The market is moving toward triple-silver low-E for net-zero commercial projects. That means coating lines are running longer campaigns with tighter tolerances. The problem is edge deletion. If the robotic wheel doesn't remove the coating cleanly within 8 to 12 millimeters from the edge, the sealant fails in the insulating glass unit. Field failures from the past two winters are making specifiers ask for verification reports before approving suppliers.

 

Most coaters are now adding in-line edge deletion inspection cameras. The old practice of spot-checking every hundred units is gone. Buyers want 100 percent verification on triple-silver and double-silver orders. Some fabricators are switching to laser edge deletion to eliminate the variability of mechanical wheels. The upfront cost is high but scrap rates on coated glass have dropped by nearly 40 percent in facilities that made the switch.

 

Tempering coated glass remains a delicate process. The coating reflects heat back into the furnace, which means the glass heats unevenly if the convection settings are not adjusted. Operators are learning to slow the heating cycle by 15 to 20 seconds per millimeter of thickness when running coated product. Skip that step and the glass comes out with visible roller wave or, worse, thermal shock cracks in the quenching section.

 

On the insulating line, the bottleneck is spacer application. Warm-edge spacers are now standard on any project chasing energy credits. But stainless steel spacer lines are still running for budget-conscious jobs. The challenge is switching between the two without cross-contamination. Silicone residue from warm-edge applicators can ruin the adhesion on steel spacer lines if cleaning protocols are not strict.
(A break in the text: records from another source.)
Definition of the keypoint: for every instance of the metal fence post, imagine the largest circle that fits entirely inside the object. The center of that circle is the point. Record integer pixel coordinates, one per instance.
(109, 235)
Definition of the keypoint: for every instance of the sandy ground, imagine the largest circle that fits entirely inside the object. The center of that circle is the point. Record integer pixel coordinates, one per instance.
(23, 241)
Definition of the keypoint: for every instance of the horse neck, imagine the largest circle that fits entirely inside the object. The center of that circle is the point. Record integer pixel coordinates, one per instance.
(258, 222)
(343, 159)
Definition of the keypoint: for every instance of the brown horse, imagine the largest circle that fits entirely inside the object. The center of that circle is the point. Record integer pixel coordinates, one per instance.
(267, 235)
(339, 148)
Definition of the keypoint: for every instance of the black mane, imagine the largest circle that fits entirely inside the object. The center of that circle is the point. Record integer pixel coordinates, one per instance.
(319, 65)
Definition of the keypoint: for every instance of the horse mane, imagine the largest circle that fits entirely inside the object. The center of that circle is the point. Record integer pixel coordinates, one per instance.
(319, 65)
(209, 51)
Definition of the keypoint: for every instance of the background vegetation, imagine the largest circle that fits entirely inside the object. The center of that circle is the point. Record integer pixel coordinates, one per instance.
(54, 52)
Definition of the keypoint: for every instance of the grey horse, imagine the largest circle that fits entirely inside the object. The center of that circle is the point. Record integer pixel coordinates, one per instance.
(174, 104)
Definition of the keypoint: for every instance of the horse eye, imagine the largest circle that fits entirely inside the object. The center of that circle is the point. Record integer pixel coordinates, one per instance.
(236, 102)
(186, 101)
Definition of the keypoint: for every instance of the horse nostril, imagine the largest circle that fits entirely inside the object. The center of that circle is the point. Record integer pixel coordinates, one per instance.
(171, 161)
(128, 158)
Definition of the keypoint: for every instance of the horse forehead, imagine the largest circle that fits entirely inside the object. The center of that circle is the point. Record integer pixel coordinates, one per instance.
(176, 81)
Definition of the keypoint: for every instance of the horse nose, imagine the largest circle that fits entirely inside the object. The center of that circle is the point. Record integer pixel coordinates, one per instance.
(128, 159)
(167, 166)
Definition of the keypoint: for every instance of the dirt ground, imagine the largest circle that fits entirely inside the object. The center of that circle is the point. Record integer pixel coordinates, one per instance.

Gas fill rates are getting more attention. Argon fill below 85 percent is being rejected outright by third-party inspectors on commercial jobs. Manufacturers are installing online gas analyzers on each insulating line rather than relying on periodic manual checks. The data shows that fill consistency drops when line speeds exceed 12 feet per minute, so production planners are accepting slower speeds to maintain spec compliance.

 

Digital printing on glass is moving beyond decorative into functional applications. Some automotive and architectural orders now require opaque black enamel frits with precise dot patterns for shading or antenna integration. The curing process is critical. If the drying tunnel temperature varies by more than 20 degrees across the width, the enamel adhesion fails and the glass gets downgraded to non-critical applications.

 

Lead times for coated glass are stretching to six weeks in some regions. The bottleneck is not raw glass supply but coating line capacity. Several large fabricators are running coaters 24 hours and scheduling tempering and insulating during the day shifts to balance the flow. Expedite fees are becoming common for projects that cannot wait.

 

Raw float glass prices have stabilized after last year's volatility. But value-added coated products are seeing selective increases of 3 to 5 percent depending on the coating specification and the required optical consistency. Buyers pushing for price reductions are being told to accept standard double-silver with wider color tolerance ranges. Most are choosing to pay the premium instead.